I squeezed my thighs together and bit my lip as a chill coursed through me. I tried to draw Lacroix’s blazer closer, but the unease was crawling deep into my bones.
“Cold, love?”
I glanced over to find Lacroix watching me.
I shook my head. “I’m fine. Thank you.”
Nevertheless, he reached for the dashboard and flipped the heater on. The hum filled the silence and replaced the drum of raindrops. Part of me was relieved. The other remained rigid as we drew closer to our destination.
Packed dirt rose about ten minutes later to become blocks of unevenly cut concrete and a guiding wall that was barely high enough to keep a small child out. It ran alongside the car, keeping us separated from the tiny houses built on either side.
“What are those?” I asked, eyeing the slender posts with the tiny windows and doors cut down the length.
“Graves,” Lacroix murmured.
I shifted away from the door as an icy chill clawed down my spine. Away from the window and faced forward.
“We’re here.” Lacroix glanced back to me. “Stay in the car.”
I gave what I hoped was a reassuring nod and watched with a queasy gut as the car pulled up alongside a set of iron gates built in the center of a much higher wall. Just beyond it, I could almost make out the distorted view of a structure cloaked by a swaying curtain of fog. My gaze shot to the side of Lacroix’s gorgeous face, words of uncertainty on my tongue, but he was giving Cyrus instructions in a low murmur I couldn’t hear.

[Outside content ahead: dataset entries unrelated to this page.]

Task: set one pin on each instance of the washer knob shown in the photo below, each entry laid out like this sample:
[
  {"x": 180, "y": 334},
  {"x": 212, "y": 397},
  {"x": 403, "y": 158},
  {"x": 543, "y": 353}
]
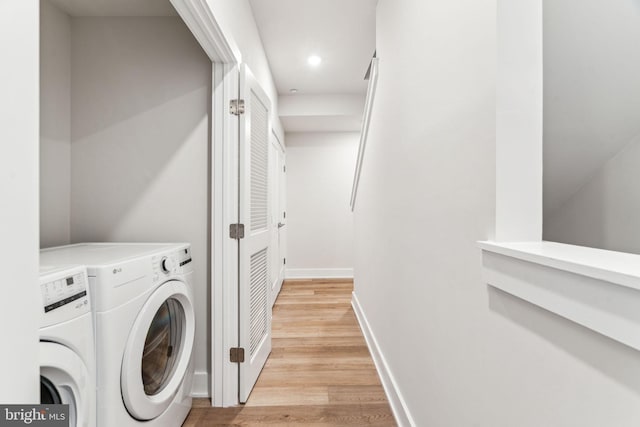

Then he was out of the car with a shove of his door. It swung wide in the brittle silence. With his departure, damp air filled the cabin. I watched him move with long, powerful strides to the gates and shove them open. Then his bleeding into the mist until even his rugged shape could no longer be seen.
I sat peeling the skin from my lips and watching the place he’d gone. My fingers picked at the torn edges of flesh raw and tender across my palms. Blood welled and puddled, and smeared when I swept my thumb over the agitated injuries. I tried to preoccupy my thoughts by studying the dark cluster of wilderness encroaching on the structure, barely contained by the barricade. The naked trees were thick with brittle branches that tangled together as if in battle.
Unlike Lacroix House, the wild landscape didn’t fill me with calm. Even seated in the safety of the car, I could feel the watchful eyes of things I couldn’t see lurking just out of sight. The sensation unsettled me. Had my gaze tearing away from cluster of brush to the house where Lacroix was.
“It usually doesn’t take very long.”
I met Cyrus’s gaze in the rearview mirror, slightly startled by the sudden interruption to the nerve-wracking silence. “Does he come here often?”
My companion lifted a shoulder. “Not often. He doesn’t like people coming to Lacroix House, so we usually met them somewhere else.”
That made sense, yet I couldn’t stop myself from asking, “Why is that? Why doesn’t he like people at the house?” I clarified when he watched me curiously.
“Lots of reasons, but Mr. Lacroix is very private.”
“Have you known him long?” I asked, relieved for the distraction.
Cyrus chuckled low in his throat. “A while.”
Uncertain of the boundaries and not wanting to press my luck, I held back the flood of follow up questions that followed. I sat back against the cool leather and let the horrible quiet fill back up.
“Where did you grow up?”
I blinked at the question and found my gaze jumping up to the blue eyes watching me still in the mirror.
“Michigan,” I lied, blurting the first name that popped into my head.
“That’s quite a way. Where in Michigan?”
I shook my head, eyes drifting away to focus on the blood perpetually beneath my nails. “We moved a lot.”
“Siblings?”
Malcolm.
Thoughts of him sent a sharp spear of pain through my chest. My heart wrenched knowing I may never see him again. I wondered if he even knew the plan hadn’t gone the way he’d hoped. Did Wiley even know what happened to his nephew? Did he care? They hadn’t seemed particularly close, but Wiley had promised him money and when Taylen didn’t collect, Wiley would know something was wrong, right? Or would he just not care? To some, money was more important than anything, even family.